Is CARACal doing some under-the-hood selection of fields that means they're isn't any calibration information for the secondary in the solution table that inspect is trying to access? It sure looks like it... and if so, am I using the wrong schema for this situation, where your primary is also your secondary? I've noticed some past discussions (e.g. #565) around this, so I was wondering whether this is a solved problem and whether there's an "approved" schema for this situation?

KshitijT commented 1 year ago

@AstroRipples could you please share your config file ?

AstroRipples commented 1 year ago

Sure thing Kshitij, and thanks! There's probably something relatively simple I'm missing, so hopefully this will be a simple fix 😅

Ecco: caracal_initcal_continuum_a3667-1551621148_advanced.yml.txt

AstroRipples commented 1 year ago

Hi @KshitijT ... just checking in, any progress on this?

AstroRipples commented 1 year ago

Tagging in a few people who may have come across this before ... @o-smirnov , @IanHeywood , do either of you have any experience in handling datasets (in CARACal) where a primary calibrator is also interleaved as the secondary?

... Bueller ?

pjmac1105 commented 1 year ago

@AstroRipples yes very recently, some L-band data on those 3 candidate ORCs. I'm on my phone, I'll look in the morning when I'm in the office and send you the config file. From memory the image i got out was excellent.

pjmac1105 commented 1 year ago

@AstroRipples here is the cal strategy i used for ORCs 2 and 3, which has 1934 for primary and secondary. I used this calibration for the candidates we've got, and got excellent images with low RMS note imaging was also done with this script. This is MeerKAT L-band data, 8 hours.

orc23_Lband.yml.txt

AstroRipples commented 10 months ago

In the end, playing around with CASA allowed me to solve the underlying issue. Will close.
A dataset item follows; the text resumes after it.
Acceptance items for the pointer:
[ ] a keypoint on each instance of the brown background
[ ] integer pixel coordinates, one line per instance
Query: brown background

The root cause of the problem seems to be that the dataset had J1939-6342 as both primary and secondary calibrator -- listed in the metadata with different scan intents and names but the same source -- and the standard CARACal workflow seems to not handle this very well. Finding a robust workaround is probably a low priority task, but until one is found, treat these situations with extreme caution.